A POLÉMICA DA CARRIS
- Na semana passada, perguntávamos: o caso da TSU foi um caso isolado? Ou, ao contrário, é o primeiro de vários casos e o prenúncio de uma pré-crise política?
- A resposta foi dada esta semana com o caso da Carris. E a resposta é clara: nem o Governo, nem o PCP, nem o BE querem abrir uma crise política. Nem este ano nem provavelmente até ao fim da legislatura.
- O caso da Carris tinha todos os ingredientes para ser uma segunda TSU. O PCP foi sempre contra a entrega da Carris à Câmara de Lisboa. Sempre quis a Carris dentro do Estado e não nos Municípios.
- Só que a estabilidade política e a solidariedade na geringonça falaram mais alto. Por isso, o PCP recuou e o que estava desarticulado rapidamente se articulou.
- A conclusão é óbvia. PS, PCP e BE percebem algumas verdades elementares:
a) Primeiro: que estão unidos para o bem e para o mal. Para o melhor e o pior.
b) Segundo: que quem provocar uma crise será penalizado.
c) Terceiro: apesar de todas as dificuldades, gostam mais de ser poder do que ser oposição.
O DEBATE DA EUTANÁSIA
- Primeira questão: está a começar o debate em torno da eutanásia. No fundo, o debate em torno da morte medicamente assistida. Ou seja, a possibilidade de o médico poder abreviar a vida de um doente incurável a seu pedido. Correndo o risco de simplificar o que é muito complexo, podemos sintetizar as duas posições em confronto da seguinte forma:
a) A favor da eutanásia estão os que defendem a liberdade de escolha do doente. O doente, dizem, em especiais condições de dor e sofrimento, deve ter o direito de decidir acelerar o fim da sua vida. É a afirmação da autonomia da vontade. Uma espécie de auto-determinação do doente.
b) Contra a eutanásia o grande argumento é o de que a vida é inviolável. Em nenhuma circunstância pode ser violada. O mais importante é a defesa da vida até às últimas consequências. Deve-se investir na vida, designadamente através dos cuidados paliativos em vez de dar prioridade à morte antecipada. E acrescenta-se: os avanços da medicina vão todos nesse sentido – defender a vida e nunca acelerar o seu fim.
- Segunda questão: o país está preparado para decidir? Tenho dúvidas. Primeiro, porque é um tema muito complexo; segundo, porque na Europa há poucos países que legalizaram a eutanásia (Holanda, Bélgica, Suíça); terceiro, porque nalguns desses países constatam-se perversidades enormes na aplicação da lei (um exemplo é a sua aplicação a doentes mentais que, por definição, não reúnem as condições necessárias a uma decisão consciente).
- Assim sendo, pergunto-me e pergunto: antes de ser tomada uma decisão, não seria de pedir a uma entidade independente e competente a elaboração de um Livro Branco sobre a eutanásia?

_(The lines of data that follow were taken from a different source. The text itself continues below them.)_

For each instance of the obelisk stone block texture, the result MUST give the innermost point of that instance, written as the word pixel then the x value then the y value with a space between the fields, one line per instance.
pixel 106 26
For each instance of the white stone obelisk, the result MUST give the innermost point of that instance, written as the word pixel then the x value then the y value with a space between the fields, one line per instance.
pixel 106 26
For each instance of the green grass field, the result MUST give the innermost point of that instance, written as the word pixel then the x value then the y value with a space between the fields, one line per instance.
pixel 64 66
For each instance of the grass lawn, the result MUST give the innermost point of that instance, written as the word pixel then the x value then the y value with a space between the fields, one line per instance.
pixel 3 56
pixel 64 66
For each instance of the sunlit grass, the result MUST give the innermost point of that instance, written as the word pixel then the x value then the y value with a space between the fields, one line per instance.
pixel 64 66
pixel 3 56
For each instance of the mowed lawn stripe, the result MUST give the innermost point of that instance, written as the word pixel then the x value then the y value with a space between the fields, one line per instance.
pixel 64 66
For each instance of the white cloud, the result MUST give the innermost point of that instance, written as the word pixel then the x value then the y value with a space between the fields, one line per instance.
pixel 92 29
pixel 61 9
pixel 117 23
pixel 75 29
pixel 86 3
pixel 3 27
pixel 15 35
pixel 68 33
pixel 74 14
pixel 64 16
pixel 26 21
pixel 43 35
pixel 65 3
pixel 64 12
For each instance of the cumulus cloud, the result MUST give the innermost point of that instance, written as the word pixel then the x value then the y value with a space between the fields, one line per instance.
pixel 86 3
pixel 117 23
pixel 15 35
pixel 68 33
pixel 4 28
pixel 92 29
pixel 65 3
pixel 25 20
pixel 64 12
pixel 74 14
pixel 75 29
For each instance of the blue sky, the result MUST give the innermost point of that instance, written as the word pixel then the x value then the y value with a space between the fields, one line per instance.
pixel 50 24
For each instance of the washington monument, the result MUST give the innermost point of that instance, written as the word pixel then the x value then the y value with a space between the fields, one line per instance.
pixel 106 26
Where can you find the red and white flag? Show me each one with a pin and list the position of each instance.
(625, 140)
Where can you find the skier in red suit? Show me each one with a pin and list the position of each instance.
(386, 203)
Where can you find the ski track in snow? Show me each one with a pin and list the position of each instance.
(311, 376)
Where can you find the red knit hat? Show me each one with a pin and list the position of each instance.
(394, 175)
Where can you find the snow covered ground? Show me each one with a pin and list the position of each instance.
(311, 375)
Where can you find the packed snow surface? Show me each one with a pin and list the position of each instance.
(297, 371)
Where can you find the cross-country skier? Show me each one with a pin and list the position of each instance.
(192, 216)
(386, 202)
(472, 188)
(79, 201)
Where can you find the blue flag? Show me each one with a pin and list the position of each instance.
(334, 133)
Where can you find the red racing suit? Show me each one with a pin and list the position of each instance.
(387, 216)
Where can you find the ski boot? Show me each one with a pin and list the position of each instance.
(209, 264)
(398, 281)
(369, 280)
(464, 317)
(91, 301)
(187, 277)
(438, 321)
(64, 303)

- Um livro feito com rigor e isenção; que elucidasse sobre as razões contra e a favor; que fizesse um balanço rigoroso das experiências que se conhecem lá fora; deixando depois as conclusões e as escolhas para cada cidadão.
- Cá está uma boa tarefa para o Conselho Nacional de Ética para as Ciências da Vida.
O BREXIT
- Vão começar as negociações para a saída do Reino Unido da União Europeia. E muitas das empresas que estão na City, em Londres, estão a começar a preparar a sua mudança para outros países.
- Já há, neste momento, vários países a fazerem operações de marketing e de charme para atraírem algumas dessas empresas para os seus países.
- É o caso da Alemanha, de França, da Holanda, da Irlanda. Até a nossa vizinha Espanha.
- Mas Portugal está ausente desta estratégia. E mal.
- O que devia fazer Portugal?
a) Primeiro: criar uma equipa de missão especialmente encarregada de fazer o nosso marketing junto da City, em Londres, para tentar atrair para o nosso país empresas que vão sair do Reino Unido;
b) Segundo: apresentar as nossas vantagens competitivas em relação a outros países, designadamente o regime fiscal muito atractivo que temos para não residentes (é a figura legal do chamado residente não habitual);
c) Terceiro: tentar atrair, prioritariamente, empresas na área dos serviços (banca, seguros, contabilidade, advocacia e outras similares).
- Esta deveria ser uma tarefa imediata, empenhando o Presidente da República, o Governo e o Parlamento. É uma tarefa nacional. E urgente. Não há tempo a perder.
- O país que precisa de investimento desperdiça uma oportunidade destas?
- Seria um desastre não tentar. Aqui fica, pois, uma sugestão construtiva.